Son James, just four at the time, cried every time he saw his father,
begging him to come home.
Louise,
however, was determined that such a blatant miscarriage of justice
should be challenged. She paid for 3,600 pages of witness reports, not
introduced into court, to be transcribed and uncovered some damning
evidence.
The
police officer who had carried out the initial investigation had typed
up notes explaining there was no pink sink in Tina’s childhood room.
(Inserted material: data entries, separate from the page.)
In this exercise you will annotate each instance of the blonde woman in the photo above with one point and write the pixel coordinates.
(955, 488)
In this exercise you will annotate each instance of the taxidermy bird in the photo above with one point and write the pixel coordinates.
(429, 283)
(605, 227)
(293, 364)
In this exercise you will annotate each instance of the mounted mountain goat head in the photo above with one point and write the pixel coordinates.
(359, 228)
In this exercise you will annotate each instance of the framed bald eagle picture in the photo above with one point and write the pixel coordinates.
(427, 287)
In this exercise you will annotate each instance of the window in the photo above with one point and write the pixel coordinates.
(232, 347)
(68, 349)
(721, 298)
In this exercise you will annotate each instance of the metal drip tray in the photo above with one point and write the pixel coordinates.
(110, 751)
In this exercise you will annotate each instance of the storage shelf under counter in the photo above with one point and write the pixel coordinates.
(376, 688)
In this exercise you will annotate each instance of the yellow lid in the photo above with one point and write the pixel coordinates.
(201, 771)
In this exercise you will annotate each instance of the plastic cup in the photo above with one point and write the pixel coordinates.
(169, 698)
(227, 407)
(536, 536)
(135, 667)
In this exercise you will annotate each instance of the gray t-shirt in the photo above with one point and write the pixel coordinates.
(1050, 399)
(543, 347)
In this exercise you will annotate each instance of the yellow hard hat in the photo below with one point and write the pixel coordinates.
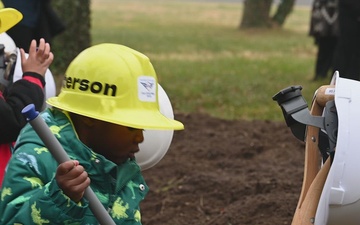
(9, 17)
(116, 84)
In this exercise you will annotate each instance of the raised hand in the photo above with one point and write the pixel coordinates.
(39, 58)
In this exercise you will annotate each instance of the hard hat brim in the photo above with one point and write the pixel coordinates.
(140, 119)
(9, 17)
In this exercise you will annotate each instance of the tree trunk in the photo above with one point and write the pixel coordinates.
(75, 38)
(256, 14)
(284, 9)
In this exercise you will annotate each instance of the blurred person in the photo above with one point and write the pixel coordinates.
(347, 58)
(324, 28)
(28, 89)
(40, 21)
(109, 96)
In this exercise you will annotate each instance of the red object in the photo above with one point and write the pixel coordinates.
(5, 154)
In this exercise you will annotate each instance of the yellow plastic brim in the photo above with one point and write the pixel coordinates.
(9, 17)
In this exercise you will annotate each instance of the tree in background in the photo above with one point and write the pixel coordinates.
(75, 38)
(257, 13)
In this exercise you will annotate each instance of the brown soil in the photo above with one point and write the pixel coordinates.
(223, 172)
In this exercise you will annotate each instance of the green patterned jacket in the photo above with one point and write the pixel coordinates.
(30, 194)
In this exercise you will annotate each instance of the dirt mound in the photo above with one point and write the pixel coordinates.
(226, 172)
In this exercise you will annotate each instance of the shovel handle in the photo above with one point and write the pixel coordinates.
(61, 156)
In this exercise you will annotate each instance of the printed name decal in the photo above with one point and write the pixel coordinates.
(95, 87)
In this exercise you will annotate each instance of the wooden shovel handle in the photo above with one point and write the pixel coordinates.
(314, 177)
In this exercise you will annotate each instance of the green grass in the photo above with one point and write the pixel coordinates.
(204, 62)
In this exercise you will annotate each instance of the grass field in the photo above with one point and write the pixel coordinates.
(204, 62)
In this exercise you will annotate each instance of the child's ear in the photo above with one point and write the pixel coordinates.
(87, 121)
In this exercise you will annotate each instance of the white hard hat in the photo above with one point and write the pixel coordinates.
(156, 142)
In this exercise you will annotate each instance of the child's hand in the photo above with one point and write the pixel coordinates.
(39, 58)
(72, 179)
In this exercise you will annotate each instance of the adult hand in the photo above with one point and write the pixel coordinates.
(39, 58)
(72, 179)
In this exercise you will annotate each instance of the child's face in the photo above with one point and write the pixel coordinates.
(117, 143)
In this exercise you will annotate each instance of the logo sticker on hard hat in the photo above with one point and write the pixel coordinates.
(147, 89)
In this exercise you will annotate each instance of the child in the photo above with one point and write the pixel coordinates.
(109, 97)
(25, 91)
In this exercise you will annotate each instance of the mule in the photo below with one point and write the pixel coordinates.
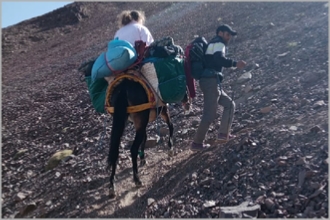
(131, 93)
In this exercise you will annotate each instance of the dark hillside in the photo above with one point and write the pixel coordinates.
(279, 160)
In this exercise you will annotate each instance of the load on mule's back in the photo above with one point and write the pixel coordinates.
(134, 88)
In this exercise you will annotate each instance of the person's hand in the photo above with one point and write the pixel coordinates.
(241, 64)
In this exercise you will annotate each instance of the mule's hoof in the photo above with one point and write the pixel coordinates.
(112, 194)
(138, 183)
(142, 162)
(171, 153)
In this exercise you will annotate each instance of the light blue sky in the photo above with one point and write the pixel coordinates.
(15, 12)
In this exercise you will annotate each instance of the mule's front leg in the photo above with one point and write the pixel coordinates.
(165, 114)
(139, 136)
(112, 161)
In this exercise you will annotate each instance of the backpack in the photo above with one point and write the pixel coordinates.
(194, 54)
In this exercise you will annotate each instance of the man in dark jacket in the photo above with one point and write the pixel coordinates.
(215, 60)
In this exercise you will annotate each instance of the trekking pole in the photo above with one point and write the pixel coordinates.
(230, 107)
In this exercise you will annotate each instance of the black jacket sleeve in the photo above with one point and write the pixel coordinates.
(221, 61)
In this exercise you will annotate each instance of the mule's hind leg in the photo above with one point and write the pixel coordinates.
(165, 114)
(140, 120)
(141, 153)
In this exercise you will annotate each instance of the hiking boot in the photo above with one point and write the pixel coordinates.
(197, 147)
(223, 137)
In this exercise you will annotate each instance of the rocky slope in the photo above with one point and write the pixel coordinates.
(279, 160)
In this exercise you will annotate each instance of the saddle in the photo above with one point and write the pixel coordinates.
(135, 75)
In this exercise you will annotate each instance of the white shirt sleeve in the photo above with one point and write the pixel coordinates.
(146, 35)
(215, 47)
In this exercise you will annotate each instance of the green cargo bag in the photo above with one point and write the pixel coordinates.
(97, 92)
(171, 78)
He
even had floorboards ripped up to ensure there had never been plumbing
to the room.
The
bingo hall that Tina’s mother said she was at when Geoff was supposedly
abusing their daughter had closed decades before the alleged assaults.
Louise even traced Geoff’s then-mistress, who confirmed she was with him
every Saturday night.
There
was evidence, too, that Sue and Tina had illegally taped the original
trial to ensure their stories tallied when they were in the witness box.
In
a drunken moment Tina confessed to her brother Steve that she had made
up all the accusations. But when Steve went to police he was charged
with perverting the course of justice.
However,
on January 28 this year in a second retrial, after further
investigations, the CPS dropped charges against Geoff and Steve after
Tina admitted lying under cross-examination. It was a heady moment for
Geoff. ‘At first I was dumbstruck. After what I had been through, it was
difficult to grasp that I was finally free, that at last I had been
believed.’
So
after a tortuous process which began with the original trial in 2010,
an appeal in 2012, and retrials in 2014 and 2015, the ordeal was over.
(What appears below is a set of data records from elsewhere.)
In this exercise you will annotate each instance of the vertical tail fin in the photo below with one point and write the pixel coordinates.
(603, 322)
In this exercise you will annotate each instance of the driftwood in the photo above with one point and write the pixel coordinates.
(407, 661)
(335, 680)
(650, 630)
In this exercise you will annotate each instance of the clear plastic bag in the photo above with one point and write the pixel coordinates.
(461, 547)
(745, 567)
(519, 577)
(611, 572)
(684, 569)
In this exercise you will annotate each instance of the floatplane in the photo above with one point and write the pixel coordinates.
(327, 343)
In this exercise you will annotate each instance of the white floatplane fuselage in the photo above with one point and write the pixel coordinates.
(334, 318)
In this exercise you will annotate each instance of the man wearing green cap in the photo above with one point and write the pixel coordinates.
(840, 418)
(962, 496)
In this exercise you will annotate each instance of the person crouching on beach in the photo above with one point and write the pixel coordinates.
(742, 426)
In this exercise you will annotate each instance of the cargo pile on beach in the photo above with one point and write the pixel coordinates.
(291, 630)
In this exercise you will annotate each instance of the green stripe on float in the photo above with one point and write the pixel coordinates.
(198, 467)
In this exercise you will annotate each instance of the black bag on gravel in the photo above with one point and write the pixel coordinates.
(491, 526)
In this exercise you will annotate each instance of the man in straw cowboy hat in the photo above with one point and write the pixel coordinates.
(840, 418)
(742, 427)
And all along, as Geoff’s solicitor Mark Newby says, ‘all the evidence’
indicated that the allegations were false.
He
says: ‘That the Crown stuck doggedly to a case – there was not one but
two attempts at a retrial – is not only a scandalous waste of money but,
even more alarming, reveals a credulous approach to self-evidently
flawed evidence,’ he says. ‘What was the prosecution thinking?’
It is a
question Geoff has asked many times. And he is only too well aware of
just how far-reaching the effect on his reputation and standing has
been. ‘Yes, I have been wholly exonerated and justice has been done,’ he
says. ‘But I live with the knowledge that some people will inevitably
take the view that there is no smoke without fire. It tortures me that
the stigma remains.’
Geoff
and Louise believe their legal bills amount to £100,000. But while the
CPS admits the ‘live evidence in the retrial was inconsistent with that
in the original trial and the prosecution case was therefore fatally
undermined’, and Sussex Police say that ‘during the retrial in January
this year the CPS decided not to offer any further evidence’, Geoff
still feels the weight of his unjust conviction.
He
still struggles to understand his daughter’s actions, in part blaming
himself for his ‘jack-the-lad’ behaviour. He admits to a number of
affairs. ‘While I was in prison I made up a lot of excuses for her
behaviour. I chastised myself about how poor a home life I had given her
by cheating on her mother.
‘I
felt my sentence was payback for being an unfaithful husband. But her
allegations were painful and deprived me of my reputation and my
liberty. That takes a lot of getting your head around.’
Tina,
meanwhile, is yet to be prosecuted despite apparently perverting the
course of justice – not that Geoff is keen for that to happen.
‘I’ve
saved my anger for the Crown Prosecution Service. What happened to me
was an utter miscarriage of justice. Why this ever came to trial is
beyond me. Someone, somewhere, owes me a lot of explanations.
‘As
for Tina, I can’t ever see us being able to speak again. I’m not
seeking revenge and I don’t want to see someone else go to prison.
‘But I need to close the door on what happened. Tina has her own conscience to deal with. And that must be torture in itself.’